The horror movie is "It Follows," which Sundance Film Festival attendees saw in the Park City at Midnight program. The movie is a creepy, unsettling tale of a young woman (Maika Monroe) who finds, after having sex with her new boyfriend (Jake Weary), that he has passed on a curse — and that a supernatural entity no one else can see is now pursuing her. Writer-director David Robert Mitchell takes familiar slasher-movie ideas and makes them shine like new.

The comedy "Get Hard" works hard to offend — with racial and homophobic stereotypes — and not hard enough to be really funny.

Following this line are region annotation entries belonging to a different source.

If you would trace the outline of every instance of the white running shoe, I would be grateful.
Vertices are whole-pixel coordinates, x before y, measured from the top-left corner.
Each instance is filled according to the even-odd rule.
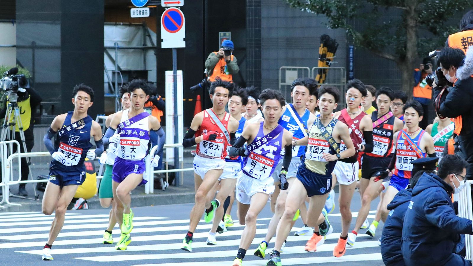
[[[216,246],[217,240],[215,239],[215,234],[209,233],[207,237],[207,246]]]
[[[350,245],[351,247],[353,247],[355,245],[355,242],[356,242],[356,237],[357,235],[353,233],[348,233],[348,240],[347,241],[347,244]]]
[[[305,225],[300,229],[300,230],[299,230],[297,232],[294,233],[294,235],[305,236],[307,234],[311,234],[313,232],[314,232],[314,230],[312,229],[311,227],[309,227],[308,226],[306,226]]]
[[[369,226],[369,222],[368,221],[368,218],[366,218],[366,220],[363,223],[363,225],[359,228],[360,229],[366,229],[368,226]]]
[[[53,258],[53,256],[51,256],[51,248],[43,248],[43,260],[53,260],[54,259]]]

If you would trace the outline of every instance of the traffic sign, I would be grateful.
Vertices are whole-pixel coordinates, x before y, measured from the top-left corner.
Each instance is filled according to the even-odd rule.
[[[176,8],[166,9],[161,16],[161,48],[185,47],[185,21],[184,14]]]
[[[149,17],[149,8],[139,8],[130,9],[131,18],[144,18]]]
[[[148,0],[131,0],[133,5],[137,8],[142,8],[148,3]]]
[[[184,5],[184,0],[161,0],[161,6],[165,8],[182,7]]]

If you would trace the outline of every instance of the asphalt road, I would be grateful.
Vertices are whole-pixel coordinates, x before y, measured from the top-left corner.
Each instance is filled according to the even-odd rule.
[[[336,194],[337,198],[338,195]],[[377,202],[377,200],[372,203],[371,210],[376,209]],[[109,209],[68,211],[64,227],[53,245],[51,254],[54,260],[49,262],[41,261],[41,254],[47,240],[53,216],[40,213],[0,213],[0,249],[2,257],[0,265],[231,265],[243,229],[236,222],[228,228],[227,232],[217,234],[217,246],[209,246],[206,245],[206,240],[211,225],[202,220],[194,235],[193,252],[179,249],[187,231],[189,213],[193,205],[134,208],[132,242],[124,251],[115,250],[114,245],[101,244]],[[359,206],[359,194],[356,192],[351,205],[352,212],[357,212]],[[234,220],[236,220],[236,204],[232,211]],[[374,214],[373,211],[368,216],[370,222],[374,218]],[[260,259],[253,253],[264,238],[272,215],[268,204],[258,216],[256,238],[243,261],[244,266],[266,265],[266,260]],[[356,215],[356,213],[353,213],[350,230],[354,226]],[[281,254],[283,265],[383,265],[377,244],[382,223],[378,226],[376,238],[359,234],[355,246],[347,248],[343,257],[336,258],[332,252],[341,231],[338,208],[329,215],[333,233],[328,236],[325,243],[315,253],[304,250],[310,236],[294,236],[294,232],[298,228],[293,229]],[[299,219],[295,226],[302,225]],[[361,230],[360,233],[364,232]],[[116,243],[120,235],[118,227],[113,233]],[[273,246],[273,243],[270,244],[267,254]]]

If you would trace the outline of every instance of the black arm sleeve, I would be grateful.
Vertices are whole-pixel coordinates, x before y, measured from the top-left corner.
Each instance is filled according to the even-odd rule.
[[[363,137],[365,138],[365,142],[366,143],[365,144],[365,150],[363,151],[365,152],[371,152],[373,151],[374,146],[373,144],[373,132],[363,131]]]
[[[240,148],[243,147],[245,143],[248,141],[248,140],[244,138],[242,136],[240,136],[240,137],[236,140],[235,143],[233,143],[232,145],[232,147],[230,148],[230,151],[228,151],[228,155],[231,157],[235,157],[238,156],[244,156],[240,154]]]
[[[281,171],[287,172],[289,165],[292,160],[292,146],[288,145],[284,146],[284,158],[282,159],[282,168]],[[291,177],[289,177],[288,178]]]
[[[184,139],[182,141],[182,146],[184,148],[189,148],[195,145],[195,131],[192,128],[189,128],[189,130],[184,136]]]

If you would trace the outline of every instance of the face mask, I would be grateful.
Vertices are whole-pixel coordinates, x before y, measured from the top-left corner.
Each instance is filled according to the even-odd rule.
[[[457,193],[459,193],[460,191],[463,190],[463,188],[465,187],[465,182],[460,182],[460,180],[458,180],[458,177],[456,177],[456,175],[454,174],[454,175],[455,176],[455,178],[456,178],[456,181],[458,181],[458,183],[460,184],[458,187],[456,187],[455,186],[455,183],[453,183],[453,187],[455,188],[455,193],[456,194]]]

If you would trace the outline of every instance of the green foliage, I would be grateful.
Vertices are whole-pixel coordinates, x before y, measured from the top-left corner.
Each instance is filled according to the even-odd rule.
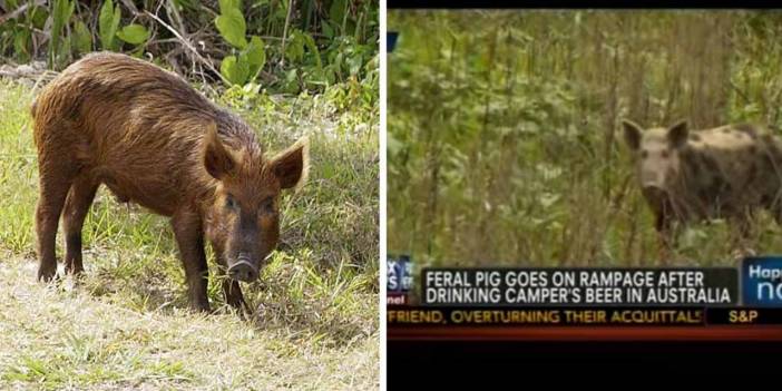
[[[88,53],[92,50],[92,35],[87,29],[87,25],[81,20],[76,22],[72,37],[72,47],[78,53]]]
[[[147,28],[141,25],[133,23],[125,26],[121,30],[119,30],[117,32],[117,37],[131,45],[141,45],[149,39],[149,31],[147,31]]]
[[[8,4],[14,8],[20,2]],[[156,12],[159,21],[135,13],[137,9],[123,11],[127,4],[115,0],[91,8],[75,0],[51,4],[52,23],[47,23],[47,8],[30,7],[0,26],[0,56],[27,62],[45,53],[49,66],[60,69],[94,49],[134,56],[146,51],[157,59],[177,58],[176,71],[197,72],[202,78],[199,69],[178,66],[192,59],[173,28],[198,31],[197,50],[221,61],[221,75],[206,76],[213,80],[222,76],[229,85],[262,82],[299,94],[324,91],[336,84],[369,86],[373,79],[368,65],[375,63],[380,39],[377,1],[222,0],[209,13],[197,1],[177,0]]]
[[[49,67],[55,67],[60,52],[70,51],[70,41],[68,36],[62,33],[63,27],[68,23],[70,16],[74,13],[74,0],[53,0],[51,10],[51,45],[49,46]],[[60,39],[62,46],[60,46]]]
[[[221,14],[215,19],[215,26],[217,26],[217,31],[228,43],[237,49],[247,47],[247,39],[245,38],[247,26],[244,22],[242,11],[238,9],[223,9],[223,2],[221,2]]]
[[[98,18],[98,31],[100,33],[100,43],[105,50],[116,51],[118,49],[116,36],[120,19],[119,4],[114,7],[111,0],[104,1],[104,6],[100,8],[100,17]]]

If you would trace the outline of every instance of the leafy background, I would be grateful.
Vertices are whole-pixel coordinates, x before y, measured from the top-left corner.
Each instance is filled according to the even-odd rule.
[[[0,0],[0,389],[378,389],[378,7]],[[214,313],[192,313],[168,218],[102,187],[78,284],[36,281],[29,107],[94,50],[178,72],[270,151],[310,137],[310,178],[281,199],[281,242],[260,280],[243,283],[243,316],[225,304],[214,262]],[[60,258],[63,242],[60,229]]]
[[[0,0],[1,61],[123,51],[225,85],[295,94],[373,82],[379,3],[365,0]],[[377,82],[375,82],[377,84]]]
[[[389,253],[426,265],[733,265],[724,221],[661,260],[624,117],[782,125],[778,11],[389,12]],[[773,130],[779,134],[778,130]],[[757,216],[757,253],[782,252]]]

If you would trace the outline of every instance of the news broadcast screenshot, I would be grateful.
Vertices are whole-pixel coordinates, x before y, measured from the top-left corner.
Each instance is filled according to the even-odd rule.
[[[782,12],[389,7],[390,379],[426,341],[779,346]]]

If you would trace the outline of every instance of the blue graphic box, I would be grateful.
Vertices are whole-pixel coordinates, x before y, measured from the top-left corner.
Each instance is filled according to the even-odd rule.
[[[741,283],[744,305],[782,306],[782,256],[745,258]]]

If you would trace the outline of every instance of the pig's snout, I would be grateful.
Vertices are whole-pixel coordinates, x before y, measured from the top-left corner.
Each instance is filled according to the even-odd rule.
[[[643,193],[647,198],[655,201],[663,201],[667,196],[667,192],[657,185],[645,185]]]
[[[236,281],[253,282],[258,278],[258,268],[248,258],[242,257],[228,267],[228,276]]]

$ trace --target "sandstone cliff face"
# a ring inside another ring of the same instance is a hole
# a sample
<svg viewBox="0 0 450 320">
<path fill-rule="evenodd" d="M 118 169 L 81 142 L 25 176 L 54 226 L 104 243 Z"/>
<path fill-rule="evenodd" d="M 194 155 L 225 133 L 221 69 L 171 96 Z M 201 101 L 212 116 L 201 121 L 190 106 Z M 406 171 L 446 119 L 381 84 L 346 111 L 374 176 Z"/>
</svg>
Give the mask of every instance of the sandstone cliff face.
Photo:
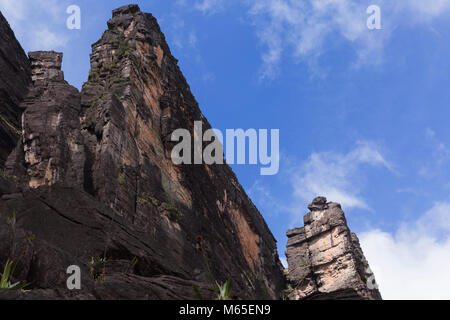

Will Ferrell and Kevin Hart, two really funny guys, are wasted in this tale of an oblivious rich guy (Ferrell) about to go to prison and hiring a black guy (Hart) to toughen him up. Avoid at all costs.

The animated "Home" is a nice movie with a boring title. It's about an alien invasion of cute, cowardly E.T.s, called The Boov, and how one of their klutziest members, Oh (voiced by Jim Parsons), must team up with a human girl, Tip (voiced by Rihanna), to reunite with her mother. It's a colorful, funny and sweet ride.

At the art houses this weekend, the return of "Grey Gardens" is an event. Albert and David Maysles' 1975 verité documentary introduces us to the Beales, mother and daughter Big Edie and Little Edie, and their eccentric, dysfunctional relationship in their rundown Long Island mansion. It's even more fascinating now, after 40 years' distance and a steady diet of reality TV, so viewers can see the psychological strains under the oddball behavior.

The British thriller " '71" is an action-packed ride, following a green Army private ("Unbroken" star Jack O'Connell) caught alone on the streets of Belfast during "The Troubles." The action is intense, as the young soldier struggles to survive and figure out who, if anyone, he can trust.

Danish director Kristian Levring tries his hand at an American Western in "The Salvation," and the iconography is as enduring as ever. Mads Mikkelsen ("Hannibal") plays an ex-soldier who has built up a homestead, but when he finally brings his wife and child to live with him, they are brutally murdered and he seeks bloody revenge.

Lastly, there's "Kumiko, the Treasure Hunter," a dry-as-dust comedy about a mousy Japanese office worker (Rinko Kikuchi) who ventures to Minnesota convinced the loot buried in "Fargo" is real. There is some Coens-esque humor here, but the delivery is off-putting.